You said (SLSO conductor) David Robertson helped you get through the piece? I can't think of anybody in the universe who could interpret Reich better than David Robertson. There is one specific phase of the piece I was struggling with and he actually conducted me through it. He did the concentrating for me so I could just visually watch him. It was sort of like a magic trick, it was like a miracle. Pulling this off took a lot of trust in Steve Reich and trust in my own autopilot rather than making the music happen on my own accord.
That's pretty deep, really. Yeah, it gets very West Coast new-agey. Robertson and I are both from California and we've been joking, like, "You've gotta just get in the groove, dude." I actually think of Spicoli from Fast Times at Ridgemont High. When I'm doing "Violin Phase" I'm Sean Penn with long hair rather than some Asian symphony violinist. That gets me away from being too aggressive about it.
I know SLSO is pretty diverse, but it doesn't seem like it gets this conceptual very often. It really is sort of meta, like you do have to think of the big picture and the tiniest increment at the same time.

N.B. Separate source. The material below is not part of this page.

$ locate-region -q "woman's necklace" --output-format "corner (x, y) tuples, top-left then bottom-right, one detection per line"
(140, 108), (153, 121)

It weirded me out because Robertson said "Wait till your second performance, you'll have so much more crazy insight" and I thought, "I have to do this again!?"
Wow, I hope you can survive another one. I hope so. I did build up some strength in my fingers. At first, doing the same thing over and over again made me want to die, but now I guess I really am becoming some sort of Olympian like you said in the paper. It's sort of become about letting go, like patting your head and rubbing your stomach at the same time. Now I can do the piece and have a conversation at the same time.
So, are you playing "Violin Phase" while you're talking to me right now? No, but I'm actually thinking about it in my head! I guess I could try to play it now but I'm driving so that wouldn't be the best idea.